Sadly, the directive arrived too late; the convoy was already in extremis. Courtney experienced difficulties, and Anderton took her in tow. The assistance proved futile, and Courtney sank at 7:30 p.m. By that time, James and Douglas were issuing plaintive calls for help. Hubbard received orders to stand by McNeal, already in tow of Hinton. Darkness settled around the little convoy as it battled the tempest. Douglas failed to weather the storm, sinking that day; while James, under tow of the newly arrived tug Penobscot (S.P. 982), made it through the night only to sink six miles offshore the next morning. Hubbard reached safety at 2:20 a.m. on the 28th, gaining the shelter afforded by the breakwater at Brest while a northwesterly gale whipped about snow and hail squalls.

Over the next five months, Hubbard remained inactive at Brest, her crew depleted by stateside transfers and demobilization, until she was decommissioned there on 18 October 1919. The fate of Courtney, Douglas, and James had prompted the Navy to decide against bringing the Menhaden Fishermen back to the United States and sold them abroad, largely to foreign purchasers.

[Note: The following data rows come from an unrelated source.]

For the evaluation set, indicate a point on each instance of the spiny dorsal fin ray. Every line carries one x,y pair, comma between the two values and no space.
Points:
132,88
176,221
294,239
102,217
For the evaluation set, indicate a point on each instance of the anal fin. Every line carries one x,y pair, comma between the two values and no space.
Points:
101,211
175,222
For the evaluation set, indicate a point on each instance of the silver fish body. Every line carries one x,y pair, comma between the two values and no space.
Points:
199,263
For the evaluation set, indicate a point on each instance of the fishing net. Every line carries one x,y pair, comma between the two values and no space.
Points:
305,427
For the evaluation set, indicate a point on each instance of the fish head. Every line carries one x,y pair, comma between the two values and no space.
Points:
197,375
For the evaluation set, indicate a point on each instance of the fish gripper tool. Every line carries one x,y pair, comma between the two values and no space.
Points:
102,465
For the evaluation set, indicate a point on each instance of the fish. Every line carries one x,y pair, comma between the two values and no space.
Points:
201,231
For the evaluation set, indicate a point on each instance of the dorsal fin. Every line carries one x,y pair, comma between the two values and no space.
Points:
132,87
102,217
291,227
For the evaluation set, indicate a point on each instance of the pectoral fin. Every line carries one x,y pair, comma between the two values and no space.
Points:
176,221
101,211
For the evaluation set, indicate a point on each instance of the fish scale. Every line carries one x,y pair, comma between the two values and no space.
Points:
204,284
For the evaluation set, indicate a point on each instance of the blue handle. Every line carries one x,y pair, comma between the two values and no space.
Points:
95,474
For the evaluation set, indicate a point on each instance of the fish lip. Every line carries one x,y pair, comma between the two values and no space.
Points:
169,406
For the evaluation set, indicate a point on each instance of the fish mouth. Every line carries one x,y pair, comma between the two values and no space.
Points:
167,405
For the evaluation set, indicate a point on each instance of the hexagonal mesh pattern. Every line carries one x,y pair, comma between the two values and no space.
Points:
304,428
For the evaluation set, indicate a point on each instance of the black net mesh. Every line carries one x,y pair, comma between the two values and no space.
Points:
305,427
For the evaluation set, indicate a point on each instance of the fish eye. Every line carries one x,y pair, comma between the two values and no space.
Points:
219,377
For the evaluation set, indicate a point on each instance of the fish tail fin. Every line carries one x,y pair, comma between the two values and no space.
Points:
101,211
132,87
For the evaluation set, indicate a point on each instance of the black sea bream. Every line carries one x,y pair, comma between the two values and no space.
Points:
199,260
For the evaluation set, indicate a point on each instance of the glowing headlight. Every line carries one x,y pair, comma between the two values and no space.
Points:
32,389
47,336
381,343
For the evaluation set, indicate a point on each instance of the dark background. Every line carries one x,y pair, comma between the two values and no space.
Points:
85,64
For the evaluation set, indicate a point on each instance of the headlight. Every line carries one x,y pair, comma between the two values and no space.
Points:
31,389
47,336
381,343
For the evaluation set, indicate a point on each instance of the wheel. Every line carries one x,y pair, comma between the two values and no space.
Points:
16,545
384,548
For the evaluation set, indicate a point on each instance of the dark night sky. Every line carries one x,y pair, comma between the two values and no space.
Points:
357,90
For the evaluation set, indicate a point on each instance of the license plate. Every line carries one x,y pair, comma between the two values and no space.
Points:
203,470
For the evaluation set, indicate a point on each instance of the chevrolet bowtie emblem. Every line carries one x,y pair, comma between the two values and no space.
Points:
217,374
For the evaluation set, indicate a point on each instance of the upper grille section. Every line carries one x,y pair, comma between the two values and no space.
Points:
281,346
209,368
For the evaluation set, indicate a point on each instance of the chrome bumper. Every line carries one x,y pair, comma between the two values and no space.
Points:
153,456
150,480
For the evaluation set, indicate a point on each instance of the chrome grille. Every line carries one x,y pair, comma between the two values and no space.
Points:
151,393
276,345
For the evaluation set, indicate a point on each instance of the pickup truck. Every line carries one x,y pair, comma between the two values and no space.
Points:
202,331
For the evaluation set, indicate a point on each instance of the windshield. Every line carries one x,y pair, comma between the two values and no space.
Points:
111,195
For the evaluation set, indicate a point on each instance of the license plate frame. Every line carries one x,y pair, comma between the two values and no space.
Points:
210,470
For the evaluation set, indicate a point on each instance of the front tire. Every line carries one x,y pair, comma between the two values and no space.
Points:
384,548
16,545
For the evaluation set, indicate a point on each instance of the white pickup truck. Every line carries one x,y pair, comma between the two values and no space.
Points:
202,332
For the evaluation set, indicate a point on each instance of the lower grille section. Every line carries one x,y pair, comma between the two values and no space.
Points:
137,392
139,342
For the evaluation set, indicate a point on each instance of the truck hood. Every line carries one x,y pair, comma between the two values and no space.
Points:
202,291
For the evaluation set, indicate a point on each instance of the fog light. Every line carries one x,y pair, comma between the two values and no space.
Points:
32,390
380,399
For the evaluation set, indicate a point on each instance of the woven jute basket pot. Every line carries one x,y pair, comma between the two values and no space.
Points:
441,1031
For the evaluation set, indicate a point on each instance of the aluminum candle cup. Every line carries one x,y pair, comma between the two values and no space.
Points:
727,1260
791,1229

Hubbard, however, attracted the interest of her prewar owners, and she was sold to that firm on 25 October 1919. The sturdy Menhaden Fisherman thus returned to piscatory pursuits, resuming her original name, B. H. B. Hubbard, Jr. She operated first for the Taft Fishing Company and then for Menhaden Products, Inc. Ultimately, she was abandoned due to “age and deterioration,” in 1961.